A district judge struck down an effort by California regulators to force a conservative nonprofit to hand over a list of its major donors on Thursday. The judge cited a Civil Rights-era case which established donors’ right to anonymity in cases where their support for an organization might endanger them.
In a victory for free speech, U.S. District Judge Manuel Real ruled that Attorney General Kamala Harris’s office had no right to prevent the nonprofit from raising money unless it turned over a list of its donors. Real had previously ruled last year that this requirement for donor information would “chill” free speech, an argument he maintained this week. He sided with the conservative group Americans for Prosperity (AFP) Foundation, which has ties to the network of nonprofit groups supported by billionaire brothers Charles and David Koch.
“During the course of the trial, the Court heard ample evidence establishing that AFP, its employees, supporters and donors face public threats, harassment, intimidation, and retaliation once their support for and affiliation with the organization becomes publicly known,” Real wrote. A lawyer for AFP presented numerous threats posted on Twitter, which illustrated the anger directed at the organization.
While one journalist mocked this defense, the hatred directed against these philanthropists is no laughing matter.
AFP invoked the Supreme Court’s 1958 decision in NAACP v. Alabama, which upheld the privacy of donors and members under the First Amendment. Harris, the attorney general who is also running for U.S. Senate, downplayed these threats as far less severe than the ones faced by the NAACP during the 1950s.
“Although the Attorney General correctly points out that such abuses are not as violent or pervasive” as those faced by the NAACP, “this court is not prepared to wait until an AFP opponent carries out one of the numerous death threats made against its members,” the judge wrote.
Given these threats, Real said that any need by the state of California to use the data for potential fraud investigations must take second place to the donors’ right to privacy. Harris argued that California uses the data from tax-exempt organizations to investigate possible fraud, alleging that donors might use a charity to fund their businesses or to pass money to family members. The judge ruled that Harris’ demand was “more burdensome than necessary.”
AFP Foundation pointed to 1,778 donor lists that that AG Harris publicly posted online, arguing that Harris is making the direct disclosure of donors very likely. The foundation already releases this donor list to the Internal Revenue Service, but the IRS keeps the list secret. Harris argued that it was her policy to keep the names secret.
The anger against conservative groups and causes is well-known and unavoidable. In 2012, a lone gunman attacked the Family Research Council (FRC) in Washington, D.C., because the group was listed as a “hate group” by the Southern Poverty Law Center.
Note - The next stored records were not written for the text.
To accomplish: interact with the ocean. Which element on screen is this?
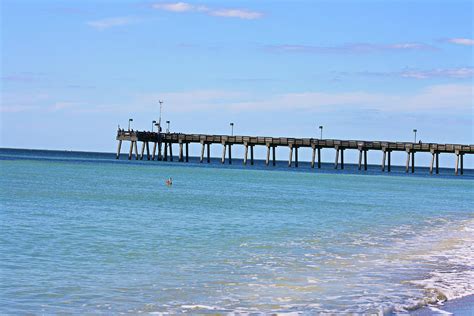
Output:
[0,149,474,315]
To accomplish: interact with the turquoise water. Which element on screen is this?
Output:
[0,150,474,314]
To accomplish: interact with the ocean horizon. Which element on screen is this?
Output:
[0,148,474,314]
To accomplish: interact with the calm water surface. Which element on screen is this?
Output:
[0,149,474,313]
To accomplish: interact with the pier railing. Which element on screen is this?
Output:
[117,130,474,175]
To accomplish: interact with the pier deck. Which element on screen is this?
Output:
[117,129,474,175]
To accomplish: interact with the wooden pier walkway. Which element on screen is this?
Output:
[117,129,474,175]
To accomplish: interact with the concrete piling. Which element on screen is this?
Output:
[288,144,293,167]
[272,146,276,166]
[178,141,184,162]
[295,146,298,168]
[199,142,206,163]
[207,143,211,163]
[151,142,158,160]
[265,144,270,166]
[250,145,253,166]
[115,140,122,159]
[221,143,226,163]
[163,142,168,161]
[244,142,249,165]
[186,143,189,162]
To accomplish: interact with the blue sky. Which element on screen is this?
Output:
[0,0,474,165]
Last year, “Social Justice Warriors” made death threats against Minnesota dentist Walter Palmer, shutting down his practice and sending him into hiding for poaching a lion. Lord knows what some people will do if they knew the names of people giving thousands of dollars to the hated and maligned “Koch brothers.”
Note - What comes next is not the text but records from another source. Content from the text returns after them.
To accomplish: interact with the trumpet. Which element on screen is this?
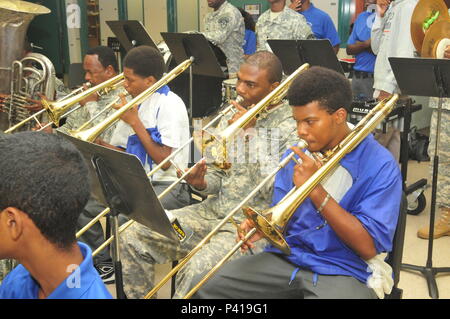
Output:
[144,95,398,299]
[5,73,123,133]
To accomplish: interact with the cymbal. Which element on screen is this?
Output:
[411,0,449,52]
[421,19,450,58]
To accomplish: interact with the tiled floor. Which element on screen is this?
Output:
[399,161,450,299]
[108,161,450,299]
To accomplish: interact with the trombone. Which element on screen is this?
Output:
[202,63,310,169]
[145,94,399,299]
[81,63,309,256]
[4,73,123,133]
[76,96,244,241]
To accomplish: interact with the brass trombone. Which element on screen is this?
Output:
[203,63,309,169]
[82,63,309,256]
[144,95,398,299]
[184,94,399,299]
[4,73,123,133]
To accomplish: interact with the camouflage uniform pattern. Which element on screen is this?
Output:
[256,6,314,51]
[203,1,245,74]
[428,98,450,208]
[120,102,298,298]
[57,87,126,143]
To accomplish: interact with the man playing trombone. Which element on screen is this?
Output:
[194,67,402,299]
[44,46,126,284]
[120,51,296,298]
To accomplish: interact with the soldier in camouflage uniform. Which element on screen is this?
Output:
[120,52,297,298]
[256,0,314,51]
[202,0,245,77]
[57,46,126,282]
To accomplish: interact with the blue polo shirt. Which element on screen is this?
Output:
[266,135,402,283]
[0,242,112,299]
[299,3,341,47]
[347,11,376,73]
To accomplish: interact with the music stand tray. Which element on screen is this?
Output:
[106,20,159,51]
[389,57,450,298]
[267,39,344,75]
[58,131,179,240]
[161,32,226,78]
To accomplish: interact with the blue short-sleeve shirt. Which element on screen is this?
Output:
[299,3,341,47]
[347,11,376,73]
[0,242,112,299]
Next Page: The battle is far from over.
This ruling is not the end of the issue, however. “We are disappointed in Judge Real’s ruling and intend to appeal,” Kirstin Ford, a spokeswoman for Harris, said in a statement. “The filing of [these donor lists] is a long-standing requirement that has helped attorneys general for more than a decade protect taxpayers against fraud.”
Victor Bernson, Vice President and General Counsel at AFP, predicted the appeal will get nowhere. “We’re confident that our free speech protections will prevail, and we’re willing to continue to keep fighting to defend those rights on behalf of every American who wants to privately support a cause — regardless of their ideology,” Bernson wrote in an email statement to PJ Media on Friday.
He also predicted that the attorney general and others would continue pressuring for the public disclosure of donors, and promised that AFP would oppose such attacks in the future.
“We’ll speak out when tactics are used to open private citizens up to fear of harassment or retribution,” Bernson declared. “Participating in the public square, whether it’s publicly or anonymously, has been a fundamental part of our nation and no matter the tactics, we believe that will endure.”